US dependence on imported crude oil is expected to drop to 41% this year, but it could drop even faster, and even to zero, says Adam Sieminski, Administrator of the Energy Information Administration.

EIA’s forecast is a substantial reduction even from 2011, when imports met 45% of US demand, and way below the record year of 2005 when the US imported 60%. Analysts agree that discoveries of new US resources, improvements in US auto fuel economy, and lower overall demand due to the recession have combined to reduce the need for imports.

The EIA’s official outlook foresees imports dropping to 37% of US demand by 2035. But, Sieminski recently told the National Capitol Area Chapter of the US Association of Energy Economists in Washington, “It wouldn’t take a lot of pushing for the US to import no oil.”
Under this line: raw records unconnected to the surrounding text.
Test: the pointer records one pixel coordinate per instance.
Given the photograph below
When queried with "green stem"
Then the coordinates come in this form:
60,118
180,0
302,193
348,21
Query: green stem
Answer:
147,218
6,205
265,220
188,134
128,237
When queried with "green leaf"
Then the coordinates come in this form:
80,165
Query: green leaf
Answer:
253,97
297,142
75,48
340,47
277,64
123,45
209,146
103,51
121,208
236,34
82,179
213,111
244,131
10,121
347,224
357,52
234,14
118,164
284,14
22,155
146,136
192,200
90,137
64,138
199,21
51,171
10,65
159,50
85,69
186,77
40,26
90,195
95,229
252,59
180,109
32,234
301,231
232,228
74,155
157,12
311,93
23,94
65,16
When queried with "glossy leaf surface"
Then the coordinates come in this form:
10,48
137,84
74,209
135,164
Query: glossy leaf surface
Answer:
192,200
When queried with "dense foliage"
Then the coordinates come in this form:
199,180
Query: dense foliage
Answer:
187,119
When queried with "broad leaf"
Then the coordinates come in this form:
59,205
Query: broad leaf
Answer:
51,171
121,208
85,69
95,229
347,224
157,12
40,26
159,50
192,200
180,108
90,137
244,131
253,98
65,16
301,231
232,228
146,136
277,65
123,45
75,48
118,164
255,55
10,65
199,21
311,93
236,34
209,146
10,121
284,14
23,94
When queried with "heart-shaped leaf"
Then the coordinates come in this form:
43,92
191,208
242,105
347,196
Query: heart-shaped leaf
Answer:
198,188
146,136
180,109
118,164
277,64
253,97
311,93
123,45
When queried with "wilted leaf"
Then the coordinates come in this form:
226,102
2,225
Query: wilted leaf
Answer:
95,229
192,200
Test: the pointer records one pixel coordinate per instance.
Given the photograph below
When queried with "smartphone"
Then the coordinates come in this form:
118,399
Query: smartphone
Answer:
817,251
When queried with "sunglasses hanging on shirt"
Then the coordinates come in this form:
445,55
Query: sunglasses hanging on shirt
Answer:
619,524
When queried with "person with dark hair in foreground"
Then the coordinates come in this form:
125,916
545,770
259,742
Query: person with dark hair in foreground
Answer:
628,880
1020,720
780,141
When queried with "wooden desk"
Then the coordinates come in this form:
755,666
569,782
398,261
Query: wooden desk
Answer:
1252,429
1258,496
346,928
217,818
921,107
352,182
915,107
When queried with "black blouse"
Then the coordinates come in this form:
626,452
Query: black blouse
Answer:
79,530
Sieminski, who served for many years as chief energy economist at Deutsche Bank, said he’d personally tested out economic models of what could happen if the US changed three factors.

It wouldn’t take a lot of pushing for the US to import no oil.”

First, auto efficiency – or CAFE – standards were ratcheted up more quickly than currently planned so the auto fleet would average more miles per gallon.

Second, trucks that now use diesel fuel all were switched to natural gas, including liquefied natural gas for long-haul trucking.

With improvements in engine design and efficiency, and low natural gas prices, both changes are economically feasible and happening to some extent.

Third, Sieminski said he assumed that production of oil from shales continues to outpace predictions, increasing US supply above current expectations. He pointed to the “unbelievable” output producers are getting from wells in North Dakota’s Bakken Shale and Texas’ Eagle Ford Shale, output unanticipated less than five years ago.

Imports Could Plummet

With changes in those factors, he said, his calculations showed that, by 2035, the US could be importing just 14% of its oil.

Change a few other factors in the equation, Sieminski said, and the US could even look at ending imports.

Using only domestic crude oil to make refined products like gasoline and heating oil has been a goal since Richard Nixon was President. But Sieminski cautioned that actual oil independence would raise a host of strategic questions for the US.

Not least would be whether to maintain the Strategic Petroleum Reserve, which now stands at about 695 million barrels of crude oil.

The International Energy Agency requires countries to hold reserves proportional to their import dependency, so a supply disruption or embargo cannot disrupt economies the way the OPEC embargo did in the 1970s. If the US imported no oil, it would not be required to hold a reserve, Sieminski said.

But there might be other strategic reasons to maintain a reserve, and those would require substantial study, he said.